Kyle Preston: Perfect. Thanks, Lars. We did have another question on when we expect to increase the dividend return capital, but I think Lars has already addressed that in the previous response. Last question we had here, you mentioned over a decade of drilling inventory in Europe. Do you know how many of these locations have been booked in your reserve reports so far?
Dion Hatcher: Yes, thanks, Kyle. I can take this one. It’s a really good question. If you think about our asset base, it’s a third international. And as a reminder, why do we do that? We want to have top-desk netbacks, a low-declined business, and flexibility for capital allocation, international assets. We’ve talked about premium pricing on European gas as well as on the oil side. I think we’ve averaged $5 a barrel higher than the Canadian. So it works. The declines on those assets are in around 12% on our international portfolio. But the downside would be, I guess from a reserve booking point of view, when you have conventional assets, you tend to book those individual prospects. When there’s a well in the structure, you improve productivity.
That is different than what you see in North America, where you’re typically able to book more of a fairway view. If you look back at what we’ve done, and we’ve provided some new slides in our deck on this, but Netherlands is a great example where we’ve been in Netherlands for two decades. When we entered Netherlands, we had about 13 million barrels of 2P reserves. Since that time, we produced 30 million barrels. You look at a reserve book today, we still got 13 million barrels. And it kind of links back to Darcy’s description of some of these formations and how pervasive they are, and the number of structures, and I think the expertise that we built up over almost three decades looking for these things in Europe. So the conventional nature of those plays means that you book fewer of them at day one, but over time, we’ve got the skill sets to add them.

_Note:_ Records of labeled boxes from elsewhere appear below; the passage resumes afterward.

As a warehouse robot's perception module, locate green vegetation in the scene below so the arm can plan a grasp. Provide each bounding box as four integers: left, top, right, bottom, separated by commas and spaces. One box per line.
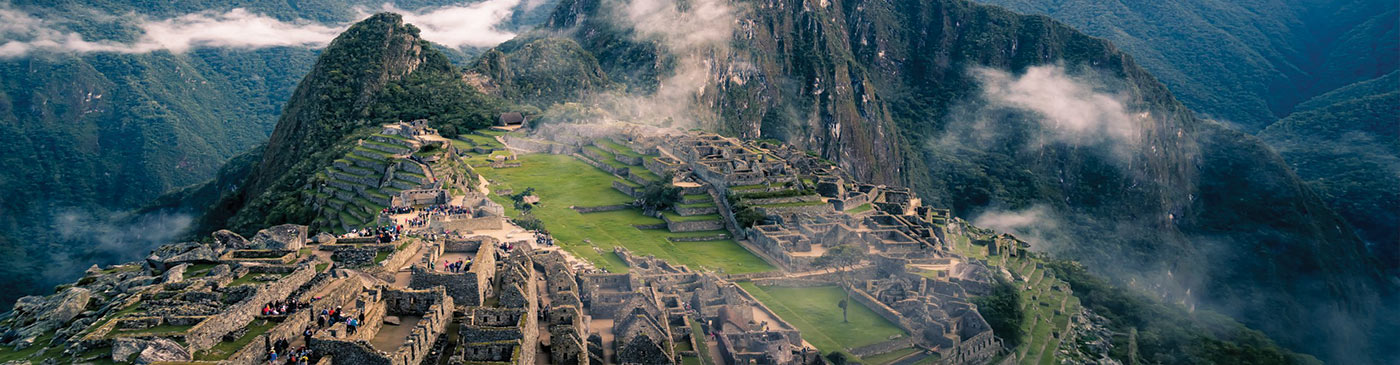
981, 0, 1400, 130
195, 316, 279, 361
479, 154, 773, 274
112, 324, 195, 334
225, 273, 288, 287
1047, 260, 1317, 365
739, 282, 907, 358
1259, 71, 1400, 263
0, 333, 63, 364
973, 275, 1026, 348
686, 317, 711, 365
599, 140, 641, 158
472, 35, 610, 106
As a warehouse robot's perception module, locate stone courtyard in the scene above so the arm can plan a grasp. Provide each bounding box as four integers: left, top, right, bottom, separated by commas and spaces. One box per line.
0, 122, 1064, 365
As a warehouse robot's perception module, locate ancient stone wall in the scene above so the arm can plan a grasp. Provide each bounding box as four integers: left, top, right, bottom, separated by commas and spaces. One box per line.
675, 206, 720, 217
379, 239, 424, 271
661, 215, 724, 232
851, 336, 914, 357
185, 266, 316, 351
409, 264, 483, 306
309, 334, 395, 365
385, 288, 455, 365
844, 288, 918, 333
221, 310, 314, 364
330, 248, 379, 267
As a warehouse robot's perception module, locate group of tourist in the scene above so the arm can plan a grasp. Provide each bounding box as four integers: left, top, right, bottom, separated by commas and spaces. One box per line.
263, 336, 311, 365
316, 306, 364, 336
442, 259, 472, 273
263, 301, 311, 316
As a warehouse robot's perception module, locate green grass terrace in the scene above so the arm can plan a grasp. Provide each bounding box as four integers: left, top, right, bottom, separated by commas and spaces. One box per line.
477, 154, 774, 274
739, 282, 909, 364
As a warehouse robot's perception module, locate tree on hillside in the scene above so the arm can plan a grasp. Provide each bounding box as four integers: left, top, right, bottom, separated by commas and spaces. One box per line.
637, 179, 680, 214
511, 187, 535, 214
812, 245, 865, 322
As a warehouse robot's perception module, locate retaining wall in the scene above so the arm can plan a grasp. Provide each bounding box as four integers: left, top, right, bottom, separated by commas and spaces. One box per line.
662, 215, 724, 232
185, 266, 316, 351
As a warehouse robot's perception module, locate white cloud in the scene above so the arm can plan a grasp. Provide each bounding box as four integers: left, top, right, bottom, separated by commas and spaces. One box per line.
0, 0, 521, 59
382, 0, 521, 48
973, 66, 1151, 145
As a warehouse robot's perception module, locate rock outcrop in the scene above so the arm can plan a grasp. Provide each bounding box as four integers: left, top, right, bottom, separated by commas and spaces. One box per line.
248, 224, 307, 250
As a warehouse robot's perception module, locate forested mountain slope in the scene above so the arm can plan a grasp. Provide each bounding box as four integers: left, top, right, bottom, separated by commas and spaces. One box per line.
979, 0, 1400, 131
0, 0, 549, 308
529, 0, 1394, 362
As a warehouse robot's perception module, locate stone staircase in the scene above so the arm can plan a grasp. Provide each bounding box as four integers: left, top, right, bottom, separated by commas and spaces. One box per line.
316, 134, 433, 232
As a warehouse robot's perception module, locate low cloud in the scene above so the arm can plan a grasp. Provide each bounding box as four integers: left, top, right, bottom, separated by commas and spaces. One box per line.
53, 205, 195, 260
960, 66, 1152, 157
375, 0, 523, 48
0, 0, 521, 59
972, 204, 1064, 252
571, 0, 742, 129
43, 208, 195, 284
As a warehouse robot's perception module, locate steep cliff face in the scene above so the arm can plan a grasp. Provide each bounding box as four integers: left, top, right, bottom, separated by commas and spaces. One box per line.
189, 14, 478, 232
534, 0, 1393, 361
470, 36, 610, 108
248, 14, 426, 194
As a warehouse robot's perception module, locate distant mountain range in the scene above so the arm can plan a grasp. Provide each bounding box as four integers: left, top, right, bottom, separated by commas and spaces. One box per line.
0, 0, 1400, 364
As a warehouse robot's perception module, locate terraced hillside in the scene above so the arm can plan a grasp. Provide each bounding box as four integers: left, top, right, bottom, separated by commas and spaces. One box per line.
312, 133, 480, 234
463, 137, 774, 274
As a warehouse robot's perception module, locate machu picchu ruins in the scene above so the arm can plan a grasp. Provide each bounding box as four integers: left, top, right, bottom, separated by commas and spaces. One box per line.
0, 121, 1088, 365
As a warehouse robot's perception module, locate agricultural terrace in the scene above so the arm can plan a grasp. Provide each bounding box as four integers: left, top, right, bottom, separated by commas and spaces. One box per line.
739, 281, 909, 358
476, 154, 774, 274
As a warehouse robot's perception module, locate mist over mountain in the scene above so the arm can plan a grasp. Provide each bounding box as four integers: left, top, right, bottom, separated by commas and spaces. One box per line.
520, 0, 1394, 362
0, 0, 549, 308
0, 0, 1400, 364
979, 0, 1400, 131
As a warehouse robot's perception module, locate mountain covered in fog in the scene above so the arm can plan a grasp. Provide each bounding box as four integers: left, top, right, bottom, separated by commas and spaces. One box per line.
0, 0, 1397, 364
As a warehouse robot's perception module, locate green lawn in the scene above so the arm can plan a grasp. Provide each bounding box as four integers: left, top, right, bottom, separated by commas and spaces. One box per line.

As to the question, I would say less than half on a risk basis, when we compare our internal long-range plan to what’s booked, would be how I would characterize that. So yes, we’re happy with that type of assets and excited to deploy our skill sets to it. And I think where you see it show up, we would point investors as our reserve life index. We’re right around 14 years reserve life index. If you go back to P, if you go back a decade ago, we were 14 year reserve life index. So the consistency in which we’re able to manage the business is again, how we think about it as we go forward. So thank you and Doug for that question.
Dion Hatcher: Well, with that, I think that concludes our prepared remarks and the questions. So I want to thank everyone again for participating in our Q3 results conference call. Enjoy the rest of your day.
Operator: Ladies and gentlemen, this concludes your conference call for today. We thank you for participating and ask that you please disconnect your lines.